Army-Navy spirit spots have swamped various online-video platforms in recent days as the hype for Saturday’s game reaches its apex. We’ve got four of the more popular offerings below, with more on the way later in the week.

Scroll down for some clips and critiques, and vote in our poll at the bottom of the page. Have a video we might’ve missed? Leave a link in the comments below.

MASCOT MAYHEM

  • Premise: Bill the Goat and Blackjack the Mule gather for a critical teleconference with Army Chief of Staff Gen. Mark Milley and Chief of Naval Operations Adm. John Richardson. Connection issues, button-mashing and other hilarity ensues ... like most teleconferences.
  • Positives: The mascots are in their element here, hamming it up with prop-fueled pantomime.
  • Problems: A glaring oversight with the book exchange: How could Army’s leader neglect this tome on Naval Academy leadership? It’s a bestseller, after all.

TAKING THE HELM

  • Premise: Ensign Rylan Tuohy, USNA grad and the man behind “Naptown Funk” and “We Give a Ship,” returns with his latest upbeat offering. 
  • Positives: Tuohy’s typical engaging, quick-cut style comes with an off-the-charts celebrity contingent: Sen. John McCain, Dallas Cowboys legend Roger Staubach, Navy Secretary Richard Spencer ... the only guy who didn’t give him a “Helm Yeah” was this guy.
  • Problems: Given recent headlines, one could question the skywriting clip. 

ARMY GOES LONG

  • Premise: West Point’s top officers and enlisted leaders head deep into enemy territory for a dangerous mission, kind of, in “Lead from the Front.”
  • Positives: From the camera of GI Film Festival entrant and spirit spot regular Austin Lachance, now a second lieutenant, this mini-movie comes complete with special effects, helicopters and a West Point Band-provided soundtrack.
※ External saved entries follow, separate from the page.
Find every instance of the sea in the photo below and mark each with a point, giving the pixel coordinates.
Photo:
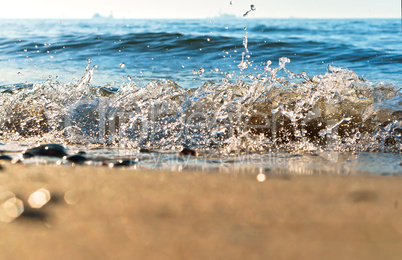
(224, 94)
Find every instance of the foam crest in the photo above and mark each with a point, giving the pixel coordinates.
(276, 110)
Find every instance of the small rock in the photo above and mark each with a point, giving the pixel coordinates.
(188, 152)
(5, 157)
(127, 162)
(76, 158)
(51, 150)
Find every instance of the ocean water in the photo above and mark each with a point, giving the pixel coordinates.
(292, 95)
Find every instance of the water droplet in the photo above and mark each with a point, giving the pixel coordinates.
(261, 177)
(39, 198)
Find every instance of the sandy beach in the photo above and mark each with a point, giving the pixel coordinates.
(102, 213)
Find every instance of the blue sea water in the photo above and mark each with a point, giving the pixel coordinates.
(33, 50)
(307, 95)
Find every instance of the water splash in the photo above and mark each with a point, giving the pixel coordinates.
(252, 8)
(291, 112)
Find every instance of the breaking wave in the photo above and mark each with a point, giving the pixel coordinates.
(276, 110)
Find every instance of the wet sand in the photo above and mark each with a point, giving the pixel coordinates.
(102, 213)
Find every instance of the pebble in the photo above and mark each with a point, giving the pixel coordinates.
(6, 157)
(76, 158)
(51, 150)
(187, 152)
(127, 162)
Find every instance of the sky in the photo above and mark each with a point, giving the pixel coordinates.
(201, 8)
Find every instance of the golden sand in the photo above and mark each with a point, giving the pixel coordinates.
(102, 213)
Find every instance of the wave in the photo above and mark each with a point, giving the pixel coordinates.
(271, 111)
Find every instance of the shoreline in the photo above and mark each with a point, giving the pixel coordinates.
(108, 213)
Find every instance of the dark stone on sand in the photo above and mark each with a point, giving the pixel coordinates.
(5, 157)
(77, 158)
(33, 215)
(187, 152)
(27, 155)
(51, 150)
(127, 162)
(145, 150)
The cadet-fueled finale almost stands alone.
  • Problems: For folks seeking simplicity in their spirit spots ― lampoon a commercial, or stick the CNO in a funny hat, or both ― we may be reaching a cinematic saturation point. Also, no War Tubas

LINCOLN’S ADDRESS

  • Premise: The crew of the aircraft carrier Abraham Lincoln has a rivalry-week message, and they’ll get it out the best way they know how.
  • Positives: A tight 60 seconds, a few sight gags and a big payoff proves that simple can be effective.
  • Problems: The color-coded, labeled turtlenecks veer into the realm of henchmen from the 1960s “Batman“ television show. Not the type of person to emulate if you’re serving in a Global Force for Go ... oh, right.